Fallen Angels ist ein Film, der vor allem von seiner Stimmung lebt und versucht, das Innenleben seiner Figuren in Bilder zu verwandeln, indem er etwa mit seinen verzerrten Perspektiven die Einsamkeit der Protagonisten herausstreicht. Zeitlupe und Zeitraffer kommen ebenso zum Einsatz wie Schwarz-Weiß-Kompositionen und andere technische Spielereien. Untermalt wird das alles von einem hypnotischen Trip Hop-Sound, der sehr gut dazu passt. Das ist manchmal anstrengend, manchmal aufregend, kann seine Wirkung aber nur auf der großen Leinwand voll entfalten.

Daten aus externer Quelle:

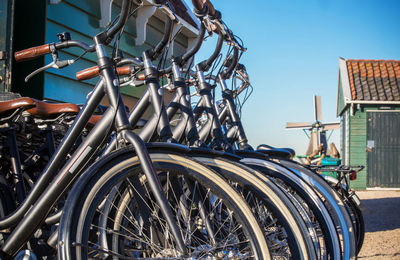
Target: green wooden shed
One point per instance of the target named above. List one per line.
(33, 23)
(368, 104)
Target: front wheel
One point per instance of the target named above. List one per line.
(113, 214)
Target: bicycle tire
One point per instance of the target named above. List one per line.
(352, 206)
(305, 192)
(92, 188)
(275, 203)
(334, 202)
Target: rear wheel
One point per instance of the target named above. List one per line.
(115, 215)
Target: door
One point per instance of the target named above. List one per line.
(383, 149)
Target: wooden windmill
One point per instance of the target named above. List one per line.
(317, 129)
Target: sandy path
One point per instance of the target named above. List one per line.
(382, 224)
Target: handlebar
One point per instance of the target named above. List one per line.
(157, 50)
(233, 62)
(32, 53)
(196, 46)
(38, 51)
(206, 64)
(199, 6)
(94, 72)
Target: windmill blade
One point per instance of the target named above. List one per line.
(330, 126)
(317, 108)
(299, 125)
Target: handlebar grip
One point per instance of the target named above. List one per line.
(31, 53)
(94, 72)
(211, 9)
(88, 73)
(198, 4)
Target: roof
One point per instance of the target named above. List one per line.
(374, 80)
(182, 10)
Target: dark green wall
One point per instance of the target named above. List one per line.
(80, 18)
(358, 141)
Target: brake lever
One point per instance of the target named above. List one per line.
(170, 14)
(131, 81)
(56, 64)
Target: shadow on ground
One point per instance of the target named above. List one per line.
(381, 214)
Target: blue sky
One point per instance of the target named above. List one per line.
(293, 52)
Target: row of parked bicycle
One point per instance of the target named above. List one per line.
(88, 181)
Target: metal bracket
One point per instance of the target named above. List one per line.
(105, 10)
(142, 19)
(3, 55)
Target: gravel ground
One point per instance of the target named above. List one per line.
(381, 211)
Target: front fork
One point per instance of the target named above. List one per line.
(123, 126)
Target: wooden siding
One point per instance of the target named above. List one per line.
(82, 21)
(357, 138)
(340, 99)
(384, 157)
(357, 145)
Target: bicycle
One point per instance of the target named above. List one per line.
(44, 195)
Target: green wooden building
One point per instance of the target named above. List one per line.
(368, 104)
(33, 23)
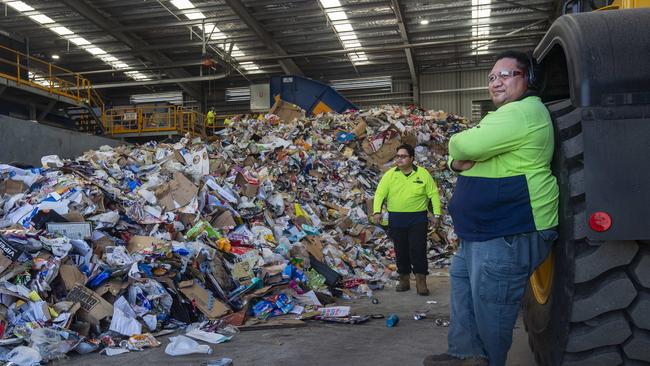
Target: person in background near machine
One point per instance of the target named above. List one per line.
(210, 118)
(505, 211)
(408, 189)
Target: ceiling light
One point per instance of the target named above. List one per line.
(330, 3)
(41, 18)
(348, 37)
(20, 6)
(195, 15)
(62, 31)
(79, 41)
(108, 58)
(183, 4)
(95, 51)
(337, 15)
(352, 44)
(343, 27)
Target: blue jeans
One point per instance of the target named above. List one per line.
(488, 280)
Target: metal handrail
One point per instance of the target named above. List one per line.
(150, 119)
(43, 75)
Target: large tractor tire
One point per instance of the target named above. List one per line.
(589, 303)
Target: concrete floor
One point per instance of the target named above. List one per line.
(322, 344)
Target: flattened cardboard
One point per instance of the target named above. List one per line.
(177, 193)
(71, 276)
(315, 247)
(344, 223)
(201, 296)
(139, 243)
(93, 307)
(286, 111)
(224, 220)
(72, 230)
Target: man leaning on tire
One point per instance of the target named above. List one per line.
(505, 211)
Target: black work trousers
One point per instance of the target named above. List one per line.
(410, 248)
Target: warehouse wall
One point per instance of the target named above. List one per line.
(27, 141)
(365, 99)
(435, 90)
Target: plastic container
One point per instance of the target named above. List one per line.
(392, 320)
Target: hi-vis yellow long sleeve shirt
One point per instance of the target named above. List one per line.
(407, 196)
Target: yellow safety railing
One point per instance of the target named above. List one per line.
(150, 119)
(33, 72)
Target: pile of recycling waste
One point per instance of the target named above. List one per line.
(267, 219)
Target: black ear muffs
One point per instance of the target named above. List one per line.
(532, 71)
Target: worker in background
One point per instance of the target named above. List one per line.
(407, 190)
(210, 118)
(505, 212)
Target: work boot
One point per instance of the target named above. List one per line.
(449, 360)
(404, 283)
(421, 284)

Die Geschichten erinnern teilweise an den Film Noir. Auch hier sind die Menschen einsam, verloren und einer grausamen Welt hilflos ausgeliefert. Es gibt auch nur sehr wenige Dialoge, dafür zahlreiche Off-Kommentare der Figuren, was ebenfalls ihre Einsamkeit unterstreicht. Das Leben der Menschen in beiden Filmen ist öde, trostlos und sinnentleert, der Tod beiläufig und grausam. Alle Figuren sind verlorene Seelen, und wenn die Protagonisten in Chungking Express noch auf der Suche nach der Liebe sind und sie teilweise sogar finden, haben die Helden in Fallen Angels bereits jede Hoffnung verloren. So entfaltet Wong Kar-Wie ein düsteres Großstadtmärchen, das wie ein Fiebertraum von der Unmöglichkeit des Glücks erzählt. Vor allem der Handlungsstrang um He Zhiwu bricht jedoch immer wieder in Momente greller Situationskomik aus, wenn er seinen Kunden Waren oder Dienstleistungen aufdrängt, die diese nicht wollen und sie geradezu malträtiert. Man kann es als bitterbösen Kommentar auf den Kapitalismus verstehen.
Sowohl Chungking Express als auch Fallen Angels sind sehenswerte Filme und stehen stilistisch für eine bestimmte, expressive Form des Erzählens in den Neunzigern, die manche, analog zur Musikrichtung, als Grunge-Ästhetik bezeichnen. Zusammengenommen sind beide Filme auch ein Porträt des spät-kolonialen Hongkongs kurz vor seiner Übergabe an China und damit der Schlusspunkt einer filmischen Ära. Filme wie diese können dort heute vermutlich nicht mehr entstehen.